Absent further analysis, we can’t legitimately set the EDR for ecological services equal to the rate of return on investments (𝑑 = 𝑟 = 𝑆𝑅𝑇𝑃), because 𝛾𝑔 ≠ 𝛽𝑐 in general for such services. The theoretical basis for the 3% rate in market equilibria for consumption goods does not apply in HEA and REA, even in principle (although the correct rate may equal 3% serendipitously).
If instead of REA and HEA, economic nonmarket valuation methods (such as contingent valuation) are applied to non-use ecological services, the analysis reverts to that of recreation. This hardly ever occurs in current practice; hence, I focus on the ecological discount rate for HEA and REA.
Taking 𝑔𝑡 first, this is the rate of change in baseline services over time. We can be confident that this is not zero in essentially all NRDAs, especially given the long time frames involved. Henceforth I assume that baseline is changing. We also can be confident that 𝑔𝑡 would differ from 𝑐𝑡 , the rate of economic growth. Even though these may be linked in some way at an aggregate, macroeconomic level, NRDA is localized and small (compared to the whole economy). The rate of change in GDP would not be a good predictor of the rate of change in a population of piping plovers, or sediment quality in a particular river.
Since the baseline will be changing, we need an estimate of 𝛾𝑡 . This depends on the preferences of the public. The data for estimation would relate to how the value of a small change in services varies across the level of the starting point for the changes (3 eggs or 12). An example question is: how does the value of a given change in water quality vary across a set of lakes that have different beginning levels of water quality?

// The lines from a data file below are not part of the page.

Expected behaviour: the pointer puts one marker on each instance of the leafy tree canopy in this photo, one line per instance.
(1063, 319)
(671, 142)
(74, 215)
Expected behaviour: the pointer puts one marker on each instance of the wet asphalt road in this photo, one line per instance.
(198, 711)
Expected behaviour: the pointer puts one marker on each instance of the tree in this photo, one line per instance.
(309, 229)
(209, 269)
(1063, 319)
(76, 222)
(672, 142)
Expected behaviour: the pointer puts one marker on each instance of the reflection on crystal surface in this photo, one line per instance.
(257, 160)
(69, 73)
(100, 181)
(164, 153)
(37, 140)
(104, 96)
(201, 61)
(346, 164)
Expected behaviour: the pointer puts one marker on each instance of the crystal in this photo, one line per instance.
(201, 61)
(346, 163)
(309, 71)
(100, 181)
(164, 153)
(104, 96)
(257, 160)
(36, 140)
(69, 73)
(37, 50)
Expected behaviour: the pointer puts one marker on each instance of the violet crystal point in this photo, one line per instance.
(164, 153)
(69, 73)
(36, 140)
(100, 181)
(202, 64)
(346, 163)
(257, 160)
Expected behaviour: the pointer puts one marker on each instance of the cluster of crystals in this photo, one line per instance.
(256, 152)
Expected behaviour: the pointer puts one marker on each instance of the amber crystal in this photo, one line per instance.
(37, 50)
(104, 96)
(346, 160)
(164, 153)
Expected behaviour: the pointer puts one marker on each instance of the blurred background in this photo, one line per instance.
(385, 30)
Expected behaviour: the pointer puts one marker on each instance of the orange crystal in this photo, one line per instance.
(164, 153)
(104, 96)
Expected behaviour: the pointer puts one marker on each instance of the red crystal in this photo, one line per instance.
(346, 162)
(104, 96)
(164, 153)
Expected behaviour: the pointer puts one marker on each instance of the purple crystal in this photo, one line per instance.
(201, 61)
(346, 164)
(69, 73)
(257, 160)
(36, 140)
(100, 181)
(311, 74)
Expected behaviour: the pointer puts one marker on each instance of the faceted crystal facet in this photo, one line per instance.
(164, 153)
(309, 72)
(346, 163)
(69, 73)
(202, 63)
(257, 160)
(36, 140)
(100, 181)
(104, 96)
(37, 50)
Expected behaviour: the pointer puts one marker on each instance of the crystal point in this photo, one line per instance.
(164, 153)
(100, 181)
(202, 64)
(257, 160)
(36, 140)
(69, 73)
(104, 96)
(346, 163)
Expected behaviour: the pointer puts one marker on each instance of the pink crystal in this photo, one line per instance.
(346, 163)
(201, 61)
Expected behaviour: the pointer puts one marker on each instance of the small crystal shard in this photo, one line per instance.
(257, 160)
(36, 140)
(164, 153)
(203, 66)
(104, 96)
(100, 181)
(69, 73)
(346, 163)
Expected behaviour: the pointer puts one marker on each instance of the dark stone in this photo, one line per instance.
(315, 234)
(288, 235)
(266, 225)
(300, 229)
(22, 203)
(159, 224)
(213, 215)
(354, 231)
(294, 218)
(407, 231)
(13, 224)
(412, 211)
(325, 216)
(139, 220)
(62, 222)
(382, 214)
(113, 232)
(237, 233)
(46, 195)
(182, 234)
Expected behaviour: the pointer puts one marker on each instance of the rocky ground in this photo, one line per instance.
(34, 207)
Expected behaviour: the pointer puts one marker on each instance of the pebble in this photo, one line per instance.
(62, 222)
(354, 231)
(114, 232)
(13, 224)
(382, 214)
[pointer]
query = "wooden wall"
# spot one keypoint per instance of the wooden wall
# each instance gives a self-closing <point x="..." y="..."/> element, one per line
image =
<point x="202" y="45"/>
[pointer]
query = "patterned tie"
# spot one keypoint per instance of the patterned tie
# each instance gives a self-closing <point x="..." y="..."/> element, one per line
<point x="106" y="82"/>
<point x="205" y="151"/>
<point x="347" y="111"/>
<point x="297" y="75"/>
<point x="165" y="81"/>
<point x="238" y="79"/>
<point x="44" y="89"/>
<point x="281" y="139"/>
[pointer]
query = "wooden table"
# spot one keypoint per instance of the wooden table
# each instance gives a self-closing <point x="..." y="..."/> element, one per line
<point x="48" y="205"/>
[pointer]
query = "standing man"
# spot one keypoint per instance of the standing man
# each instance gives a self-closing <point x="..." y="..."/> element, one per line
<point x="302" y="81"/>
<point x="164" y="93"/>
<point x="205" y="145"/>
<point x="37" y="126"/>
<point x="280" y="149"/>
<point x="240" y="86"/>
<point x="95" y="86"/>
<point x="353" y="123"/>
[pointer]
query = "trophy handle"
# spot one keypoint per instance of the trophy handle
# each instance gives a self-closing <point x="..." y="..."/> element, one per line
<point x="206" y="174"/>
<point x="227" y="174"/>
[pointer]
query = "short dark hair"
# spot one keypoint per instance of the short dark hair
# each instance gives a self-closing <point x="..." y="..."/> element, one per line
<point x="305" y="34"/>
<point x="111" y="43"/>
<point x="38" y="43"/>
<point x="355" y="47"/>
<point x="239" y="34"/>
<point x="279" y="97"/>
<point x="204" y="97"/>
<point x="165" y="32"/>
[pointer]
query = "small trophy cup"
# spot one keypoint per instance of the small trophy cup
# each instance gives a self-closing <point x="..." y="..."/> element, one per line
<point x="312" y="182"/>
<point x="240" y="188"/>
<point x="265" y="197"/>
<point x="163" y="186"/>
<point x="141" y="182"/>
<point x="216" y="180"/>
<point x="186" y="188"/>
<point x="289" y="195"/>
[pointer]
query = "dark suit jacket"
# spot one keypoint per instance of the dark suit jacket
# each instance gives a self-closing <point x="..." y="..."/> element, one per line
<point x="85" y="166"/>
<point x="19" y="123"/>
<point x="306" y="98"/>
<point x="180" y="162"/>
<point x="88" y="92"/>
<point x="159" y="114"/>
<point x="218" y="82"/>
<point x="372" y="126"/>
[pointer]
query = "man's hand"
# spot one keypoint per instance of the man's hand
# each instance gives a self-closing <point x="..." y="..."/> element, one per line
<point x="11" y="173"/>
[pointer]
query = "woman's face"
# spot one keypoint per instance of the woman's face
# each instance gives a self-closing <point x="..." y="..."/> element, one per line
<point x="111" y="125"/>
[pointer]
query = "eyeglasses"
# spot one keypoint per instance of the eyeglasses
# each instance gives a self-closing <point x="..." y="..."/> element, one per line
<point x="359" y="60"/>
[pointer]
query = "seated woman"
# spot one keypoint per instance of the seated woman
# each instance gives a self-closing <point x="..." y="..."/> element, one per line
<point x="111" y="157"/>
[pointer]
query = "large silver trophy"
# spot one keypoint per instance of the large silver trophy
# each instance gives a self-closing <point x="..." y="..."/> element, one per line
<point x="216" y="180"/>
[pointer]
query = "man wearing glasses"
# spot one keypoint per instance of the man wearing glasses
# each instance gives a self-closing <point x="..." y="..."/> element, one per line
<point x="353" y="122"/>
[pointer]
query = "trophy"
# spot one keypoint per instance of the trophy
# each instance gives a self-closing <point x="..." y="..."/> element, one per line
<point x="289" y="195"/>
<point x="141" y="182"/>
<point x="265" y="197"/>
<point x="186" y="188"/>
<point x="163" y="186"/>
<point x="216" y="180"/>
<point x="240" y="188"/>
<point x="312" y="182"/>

HEA or REA do not rely on preference information, but they need some information on preferences to determine the discount rate if 𝑔𝑡 is not zero. This has led some to conclude that HEA and REA must assume the baseline is unchanging (Dunford et al. 2004; Desvousges et al. 2018), inconsistent with facts. Have we arrived at an impasse? Maybe—but maybe not.
To understand the issues, we need a clear view of how REA and HEA purge themselves of service values (see Wakefield et al. 2022 for more detailed discussion). Three assumptions are required:
A1: The overall economic valuation function for service changes can be closely approximated by a per-unit value multiplied by the amount of service change. The unit value is computed at the baseline level of services in each time period.
A2: The per-unit values from A1 are constant through time. This allows these values, computed at each point in time, to be moved “outside” of the present value calculations so they can be canceled (if they are equal, which comes next).
A3: The per-unit values are equal for service debits and credits, so they can be canceled from the scaling equation leaving only the present value of service changes.
How good is Assumption 1? The answer depends on two things: 1) the size of the debit or credit, and 2) 𝛾𝑡 , the same parameter that appears in the discount rate. As 𝛾𝑡 gets smaller, credits and debits can get bigger and maintain a close degree of approximation; if 𝛾𝑡 = 0, debits and credits can be of any size and the approximation is perfect, whereas if 𝛾𝑡 is “large,” debits and credits need to be “small” for A1 to hold. If we assume we know nothing about 𝛾𝑡 , we must limit REA and HEA to cases that are small in this sense, a dictate routinely violated by current practice. When we apply REA or HEA to large cases, 𝛾𝑡 must be small, which effectively limits the discount rate.
Assumption A2 goes to the heart of the discount rate issue for scaling restoration with HEA and REA. The per-unit value of services will be exactly constant through time when 𝛾𝑡𝑔𝑡 = 0, in which case the discount rate collapses to the rate of impatience, 𝛿. But as my discussion indicates, A2 is not really needed. The unit value of services can be computed in only the base year (not all years as in A1), and the discount rate term 𝛾𝑡𝑔𝑡 fully accounts for the changing baseline.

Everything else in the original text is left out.